In his scholarly work, Štiks investigated the topic of citizenship and nationalism in Yugoslavia and the Balkans. Besides many scholarly articles and edited volumes, Štiks published a monograph, Nations and Citizens in Yugoslavia and the Post-Yugoslav States: One Hundred Years of Citizenship (2015). Along with Jo Shaw, he edited the collections Citizenship after Yugoslavia (2013) and Citizenship Rights (2013), and, with Srećko Horvat, Welcome to the Desert of Post-Socialism (2015). Štiks was honored with the prestigious French distinction Chevalier des arts et des lettres for his literary and intellectual achievements.

In addition to winning the Grand Prix of the 2011 Belgrade International Theater Festival for his stage adaptation of Elijah's Chair, Štiks wrote two more plays, Flour in the Veins and Zrenjanin. All three plays were put on stage by one of the leading post-Yugoslav theater directors Boris Liješević.

In 2017, Štiks signed the Declaration on the Common Language of the Croats, Serbs, Bosniaks and Montenegrins.

==Personal life==

Štiks is married to Dr. Jelena Vasiljevic, who is a research associate at the Institute for Philosophy and Social Theory at University of Belgrade. They live in Belgrade and have a son.

==Bibliography==

===Novels===

- The Cuts, (Rezalište), Fraktura Publishing, Zagreb, 2017.
- The Judgment of Richard Richter, originally published as Elijah's Chair (Elijahova stolica ), translated by Ellen Elias Bursac, AmazonCrossing, US, September 2017.
- A Castle in Romagna, (Dvorac u Romagni), translated by Russell Valentino and Tomislav Kuzmanovic, AmazonCrossing, US, March 2018.

===Theatre===

- Flour in the Veins (Brašno u venama), play, bilingual edition, translated into English by Andrew B. Wachtel, Fraktura, Zagreb, 2016.

===Poetry===

- History of a Flood (Povijest poplave), Fraktura, Zagreb, 2008.

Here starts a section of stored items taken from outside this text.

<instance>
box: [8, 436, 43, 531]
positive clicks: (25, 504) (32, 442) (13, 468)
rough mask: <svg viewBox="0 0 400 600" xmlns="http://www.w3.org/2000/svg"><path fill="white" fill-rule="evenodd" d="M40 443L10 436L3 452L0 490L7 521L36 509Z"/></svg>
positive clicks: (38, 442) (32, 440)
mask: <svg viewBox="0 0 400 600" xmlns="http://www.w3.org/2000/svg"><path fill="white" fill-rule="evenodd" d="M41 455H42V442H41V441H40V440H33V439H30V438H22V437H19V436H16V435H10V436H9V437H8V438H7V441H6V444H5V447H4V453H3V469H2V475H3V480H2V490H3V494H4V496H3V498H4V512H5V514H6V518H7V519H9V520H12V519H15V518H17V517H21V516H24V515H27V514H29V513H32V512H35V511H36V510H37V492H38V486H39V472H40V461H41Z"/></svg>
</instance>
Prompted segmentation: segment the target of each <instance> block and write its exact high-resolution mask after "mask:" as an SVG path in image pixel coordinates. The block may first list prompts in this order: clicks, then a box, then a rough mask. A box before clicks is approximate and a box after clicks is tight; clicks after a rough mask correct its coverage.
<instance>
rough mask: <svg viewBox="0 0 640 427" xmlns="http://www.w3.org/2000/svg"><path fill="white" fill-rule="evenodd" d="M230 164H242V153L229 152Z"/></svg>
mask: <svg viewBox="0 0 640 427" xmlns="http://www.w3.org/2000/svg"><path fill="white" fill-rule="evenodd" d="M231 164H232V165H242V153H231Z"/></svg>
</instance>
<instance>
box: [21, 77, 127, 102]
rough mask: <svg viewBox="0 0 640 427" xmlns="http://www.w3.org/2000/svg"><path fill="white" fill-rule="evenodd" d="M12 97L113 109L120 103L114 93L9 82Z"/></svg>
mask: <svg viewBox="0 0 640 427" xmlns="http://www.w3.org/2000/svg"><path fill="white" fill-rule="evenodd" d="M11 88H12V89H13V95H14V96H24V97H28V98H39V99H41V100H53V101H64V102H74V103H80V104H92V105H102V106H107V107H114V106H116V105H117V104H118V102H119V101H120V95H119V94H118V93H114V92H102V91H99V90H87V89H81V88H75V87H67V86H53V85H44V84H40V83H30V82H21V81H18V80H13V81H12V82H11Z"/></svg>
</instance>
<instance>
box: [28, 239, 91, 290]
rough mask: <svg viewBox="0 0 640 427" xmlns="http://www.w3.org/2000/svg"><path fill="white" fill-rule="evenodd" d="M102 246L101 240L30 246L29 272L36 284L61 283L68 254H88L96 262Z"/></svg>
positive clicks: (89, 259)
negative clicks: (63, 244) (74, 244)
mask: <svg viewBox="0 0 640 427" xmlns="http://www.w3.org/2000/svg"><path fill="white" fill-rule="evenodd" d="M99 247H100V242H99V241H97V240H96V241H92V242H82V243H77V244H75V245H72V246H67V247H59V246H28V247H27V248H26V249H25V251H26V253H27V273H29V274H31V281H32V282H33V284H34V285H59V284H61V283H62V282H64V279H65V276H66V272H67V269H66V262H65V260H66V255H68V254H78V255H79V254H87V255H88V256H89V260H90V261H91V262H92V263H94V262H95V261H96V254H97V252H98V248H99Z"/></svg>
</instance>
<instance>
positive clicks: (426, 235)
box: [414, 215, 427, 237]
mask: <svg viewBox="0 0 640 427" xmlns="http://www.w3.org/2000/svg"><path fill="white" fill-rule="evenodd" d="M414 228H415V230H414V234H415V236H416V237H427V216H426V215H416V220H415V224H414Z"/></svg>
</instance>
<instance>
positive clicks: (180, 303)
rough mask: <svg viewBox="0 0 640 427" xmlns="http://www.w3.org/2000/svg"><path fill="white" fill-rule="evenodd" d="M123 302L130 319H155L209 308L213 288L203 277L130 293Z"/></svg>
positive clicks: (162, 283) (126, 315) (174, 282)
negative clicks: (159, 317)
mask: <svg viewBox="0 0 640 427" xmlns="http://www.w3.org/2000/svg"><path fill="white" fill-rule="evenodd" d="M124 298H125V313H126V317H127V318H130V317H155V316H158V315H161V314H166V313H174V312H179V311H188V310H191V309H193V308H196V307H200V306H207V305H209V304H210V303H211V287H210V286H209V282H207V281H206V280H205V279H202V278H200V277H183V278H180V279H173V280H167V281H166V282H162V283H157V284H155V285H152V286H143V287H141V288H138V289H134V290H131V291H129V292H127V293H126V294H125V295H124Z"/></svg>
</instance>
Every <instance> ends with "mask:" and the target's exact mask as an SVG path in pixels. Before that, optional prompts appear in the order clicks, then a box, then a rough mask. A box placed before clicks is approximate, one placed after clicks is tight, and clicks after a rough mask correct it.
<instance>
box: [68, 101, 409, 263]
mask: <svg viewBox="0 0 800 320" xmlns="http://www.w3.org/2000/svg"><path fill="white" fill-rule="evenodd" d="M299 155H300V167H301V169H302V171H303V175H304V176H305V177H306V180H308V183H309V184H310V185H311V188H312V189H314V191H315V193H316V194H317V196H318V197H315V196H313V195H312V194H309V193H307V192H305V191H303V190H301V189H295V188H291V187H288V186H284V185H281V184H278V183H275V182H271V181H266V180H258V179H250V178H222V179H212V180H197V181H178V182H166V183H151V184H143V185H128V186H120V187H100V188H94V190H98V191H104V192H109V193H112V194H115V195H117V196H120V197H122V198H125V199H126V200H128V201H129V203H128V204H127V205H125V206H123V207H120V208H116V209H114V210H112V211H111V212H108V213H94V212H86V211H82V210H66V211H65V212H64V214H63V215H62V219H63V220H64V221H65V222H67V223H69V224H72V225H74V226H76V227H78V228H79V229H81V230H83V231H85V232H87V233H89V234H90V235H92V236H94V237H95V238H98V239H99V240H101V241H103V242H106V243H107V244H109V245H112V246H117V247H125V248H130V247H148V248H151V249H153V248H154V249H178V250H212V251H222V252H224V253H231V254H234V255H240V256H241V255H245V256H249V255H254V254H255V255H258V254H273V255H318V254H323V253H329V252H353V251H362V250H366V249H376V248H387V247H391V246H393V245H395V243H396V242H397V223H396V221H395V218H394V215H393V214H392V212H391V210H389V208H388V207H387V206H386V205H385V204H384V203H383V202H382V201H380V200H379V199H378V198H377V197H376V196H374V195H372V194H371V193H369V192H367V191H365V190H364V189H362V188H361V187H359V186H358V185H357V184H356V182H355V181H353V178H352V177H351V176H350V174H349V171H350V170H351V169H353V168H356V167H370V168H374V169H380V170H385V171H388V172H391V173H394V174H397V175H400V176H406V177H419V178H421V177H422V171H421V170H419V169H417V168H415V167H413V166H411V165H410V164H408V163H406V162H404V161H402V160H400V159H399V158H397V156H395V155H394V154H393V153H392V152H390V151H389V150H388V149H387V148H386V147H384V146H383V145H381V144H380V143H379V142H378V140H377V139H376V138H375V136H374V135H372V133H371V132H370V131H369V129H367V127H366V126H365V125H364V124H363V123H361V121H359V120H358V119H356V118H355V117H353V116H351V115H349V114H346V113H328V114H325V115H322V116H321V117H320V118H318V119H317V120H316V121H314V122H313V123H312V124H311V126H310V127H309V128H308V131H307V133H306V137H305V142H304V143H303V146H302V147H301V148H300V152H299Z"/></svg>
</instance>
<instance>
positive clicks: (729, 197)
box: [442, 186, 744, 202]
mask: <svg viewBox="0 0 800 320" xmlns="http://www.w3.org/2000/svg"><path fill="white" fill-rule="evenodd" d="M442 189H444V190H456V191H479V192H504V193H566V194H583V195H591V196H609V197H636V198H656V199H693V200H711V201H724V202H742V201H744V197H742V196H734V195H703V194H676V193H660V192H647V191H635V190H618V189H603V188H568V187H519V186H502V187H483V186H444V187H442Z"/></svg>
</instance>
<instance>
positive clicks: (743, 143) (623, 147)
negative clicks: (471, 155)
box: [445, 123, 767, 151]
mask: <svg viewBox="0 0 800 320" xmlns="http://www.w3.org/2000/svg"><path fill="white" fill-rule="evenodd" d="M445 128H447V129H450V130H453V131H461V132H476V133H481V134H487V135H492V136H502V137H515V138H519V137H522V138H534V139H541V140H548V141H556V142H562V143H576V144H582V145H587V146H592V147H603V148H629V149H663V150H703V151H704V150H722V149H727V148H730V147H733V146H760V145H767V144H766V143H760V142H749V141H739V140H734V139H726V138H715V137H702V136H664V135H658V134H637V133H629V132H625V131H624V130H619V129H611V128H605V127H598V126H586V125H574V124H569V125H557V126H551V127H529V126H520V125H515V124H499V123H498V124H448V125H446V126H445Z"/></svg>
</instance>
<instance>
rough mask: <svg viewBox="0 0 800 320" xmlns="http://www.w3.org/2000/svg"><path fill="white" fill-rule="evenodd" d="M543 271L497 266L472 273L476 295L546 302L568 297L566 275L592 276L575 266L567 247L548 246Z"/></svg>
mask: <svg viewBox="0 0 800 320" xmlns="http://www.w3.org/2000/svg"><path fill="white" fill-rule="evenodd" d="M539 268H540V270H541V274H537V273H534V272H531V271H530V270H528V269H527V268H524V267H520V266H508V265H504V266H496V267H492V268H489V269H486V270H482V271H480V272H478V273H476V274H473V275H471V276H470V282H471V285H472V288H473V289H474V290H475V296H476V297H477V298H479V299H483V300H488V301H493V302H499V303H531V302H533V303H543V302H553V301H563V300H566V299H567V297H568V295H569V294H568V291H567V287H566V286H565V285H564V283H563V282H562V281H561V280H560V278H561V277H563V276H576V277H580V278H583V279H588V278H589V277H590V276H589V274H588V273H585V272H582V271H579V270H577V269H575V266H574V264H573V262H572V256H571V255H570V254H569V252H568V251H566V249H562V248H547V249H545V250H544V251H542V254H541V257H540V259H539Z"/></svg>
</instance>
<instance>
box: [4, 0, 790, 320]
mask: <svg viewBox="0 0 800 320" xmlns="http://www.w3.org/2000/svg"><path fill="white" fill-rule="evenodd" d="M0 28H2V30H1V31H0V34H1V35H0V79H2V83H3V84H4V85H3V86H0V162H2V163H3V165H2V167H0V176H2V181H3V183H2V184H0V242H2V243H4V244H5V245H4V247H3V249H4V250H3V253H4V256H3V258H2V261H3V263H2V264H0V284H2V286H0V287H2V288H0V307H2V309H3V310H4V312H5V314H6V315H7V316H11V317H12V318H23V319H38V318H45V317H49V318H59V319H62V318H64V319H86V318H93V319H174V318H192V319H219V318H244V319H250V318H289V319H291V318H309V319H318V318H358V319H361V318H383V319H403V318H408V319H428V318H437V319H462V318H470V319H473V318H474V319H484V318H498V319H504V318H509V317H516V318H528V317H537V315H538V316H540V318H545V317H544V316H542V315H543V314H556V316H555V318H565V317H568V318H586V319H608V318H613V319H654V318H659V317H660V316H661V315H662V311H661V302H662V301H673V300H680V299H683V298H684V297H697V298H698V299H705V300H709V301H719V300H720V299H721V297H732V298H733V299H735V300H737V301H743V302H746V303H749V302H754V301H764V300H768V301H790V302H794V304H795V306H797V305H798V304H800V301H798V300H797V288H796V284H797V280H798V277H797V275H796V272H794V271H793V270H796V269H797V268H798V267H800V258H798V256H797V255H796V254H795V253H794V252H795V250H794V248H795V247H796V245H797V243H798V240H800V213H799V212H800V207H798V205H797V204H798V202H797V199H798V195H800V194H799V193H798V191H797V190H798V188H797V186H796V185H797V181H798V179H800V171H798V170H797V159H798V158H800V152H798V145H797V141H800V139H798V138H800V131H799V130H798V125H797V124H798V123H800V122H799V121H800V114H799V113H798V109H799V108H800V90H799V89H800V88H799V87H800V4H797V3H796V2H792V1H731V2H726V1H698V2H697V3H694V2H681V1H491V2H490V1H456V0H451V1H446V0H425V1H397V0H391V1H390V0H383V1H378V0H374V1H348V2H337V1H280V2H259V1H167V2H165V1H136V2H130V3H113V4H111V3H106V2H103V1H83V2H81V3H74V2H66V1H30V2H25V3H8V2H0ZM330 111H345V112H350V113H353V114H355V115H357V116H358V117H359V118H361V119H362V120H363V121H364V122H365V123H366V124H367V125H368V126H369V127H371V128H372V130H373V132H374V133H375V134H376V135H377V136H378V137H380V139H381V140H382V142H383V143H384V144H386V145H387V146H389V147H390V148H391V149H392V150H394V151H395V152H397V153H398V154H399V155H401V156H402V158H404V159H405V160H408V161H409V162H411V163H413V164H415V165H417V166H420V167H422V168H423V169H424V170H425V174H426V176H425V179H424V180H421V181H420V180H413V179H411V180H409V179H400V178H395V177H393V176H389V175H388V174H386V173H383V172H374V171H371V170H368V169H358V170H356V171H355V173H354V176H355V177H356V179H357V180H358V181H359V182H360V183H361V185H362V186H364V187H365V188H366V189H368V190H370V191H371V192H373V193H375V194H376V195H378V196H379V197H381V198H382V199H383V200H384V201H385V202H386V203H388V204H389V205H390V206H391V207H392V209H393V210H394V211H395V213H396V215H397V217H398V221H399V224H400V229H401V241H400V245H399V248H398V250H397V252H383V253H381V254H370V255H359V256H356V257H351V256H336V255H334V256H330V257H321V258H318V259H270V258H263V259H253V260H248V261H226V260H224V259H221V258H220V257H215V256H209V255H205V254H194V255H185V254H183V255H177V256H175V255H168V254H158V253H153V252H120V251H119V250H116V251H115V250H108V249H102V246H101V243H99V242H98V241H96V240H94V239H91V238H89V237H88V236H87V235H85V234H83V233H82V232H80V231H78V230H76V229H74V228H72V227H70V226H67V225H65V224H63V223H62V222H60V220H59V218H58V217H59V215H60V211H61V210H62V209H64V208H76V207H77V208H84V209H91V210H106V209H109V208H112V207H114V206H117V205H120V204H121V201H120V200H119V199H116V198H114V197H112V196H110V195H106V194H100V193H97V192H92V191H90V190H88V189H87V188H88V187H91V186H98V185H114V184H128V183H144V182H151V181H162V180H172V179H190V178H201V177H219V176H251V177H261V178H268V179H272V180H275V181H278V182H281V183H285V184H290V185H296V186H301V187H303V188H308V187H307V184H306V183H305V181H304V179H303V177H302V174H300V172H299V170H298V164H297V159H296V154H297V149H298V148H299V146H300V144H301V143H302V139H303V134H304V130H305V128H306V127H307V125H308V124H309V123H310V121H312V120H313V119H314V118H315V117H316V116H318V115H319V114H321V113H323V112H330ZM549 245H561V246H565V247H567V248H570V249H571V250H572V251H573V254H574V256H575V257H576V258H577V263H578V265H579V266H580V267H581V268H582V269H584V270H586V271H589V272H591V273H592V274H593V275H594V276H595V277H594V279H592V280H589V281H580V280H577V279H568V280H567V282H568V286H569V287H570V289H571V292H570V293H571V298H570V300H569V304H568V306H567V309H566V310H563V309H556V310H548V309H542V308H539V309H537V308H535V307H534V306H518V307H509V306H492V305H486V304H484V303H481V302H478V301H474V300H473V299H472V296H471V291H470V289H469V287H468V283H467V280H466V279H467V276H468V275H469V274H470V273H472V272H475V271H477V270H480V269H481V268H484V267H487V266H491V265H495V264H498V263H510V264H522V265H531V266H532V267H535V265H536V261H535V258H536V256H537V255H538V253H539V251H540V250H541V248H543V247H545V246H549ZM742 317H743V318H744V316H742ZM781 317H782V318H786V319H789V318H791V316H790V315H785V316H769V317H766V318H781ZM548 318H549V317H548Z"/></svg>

===Scholarship / Non-fiction (author)===

- The Right to Rebellion: An Introduction to Anatomy of Civic Resistance (Pravo na pobunu: uvod u anatomiju gradjanske pobune ), with Srećko Horvat, Fraktura, Zagreb, 2010
- Nations and Citizens in Yugoslavia and the Post-Yugoslav States: One Hundred Years of Citizenship, London: Bloomsbury Publishing, 2015.

===Scholarship / Non-fiction (editor)===

- Citizenship after Yugoslavia, with Jo Shaw, Abingdon: Routledge, 2013.
- Citizenship Rights, with Jo Shaw, Farnham and London: Ashgate, 2013.
- Welcome to the Desert of Post-Socialism: Radical Politics after Yugoslavia, with Srećko Horvat, London: Verso, 2015.

===Fiction (editor)===

- The Eight Ocular, selected stories by Goran Tribuson (Osmi okular: izabrane priče Gorana Tribusona), edited by Igor Štiks, Ceres, Zagreb, 1998.
- 22 in the Shadow: An Anthology of New Croatian Fiction (22 u hladu: antologija nove hrvatske proze 90ih), edited by Igor Štiks and Dalibor Šimpraga, Celeber, Zagreb, 1999.
- The Ultimate Safari through the Empire of English Language (Vrhunski safari kroz carstvo engleskog jezika), edited by Igor Štiks and Dragan Koruga, Naklada MD, Zagreb, 2001.
- New European Poets, edited by Wayne Miller and Kevin Prufer, editor for Croatia, Serbia, Montenegro, and Bosnia-Herzegovina, Graywolf Press, US, 2008.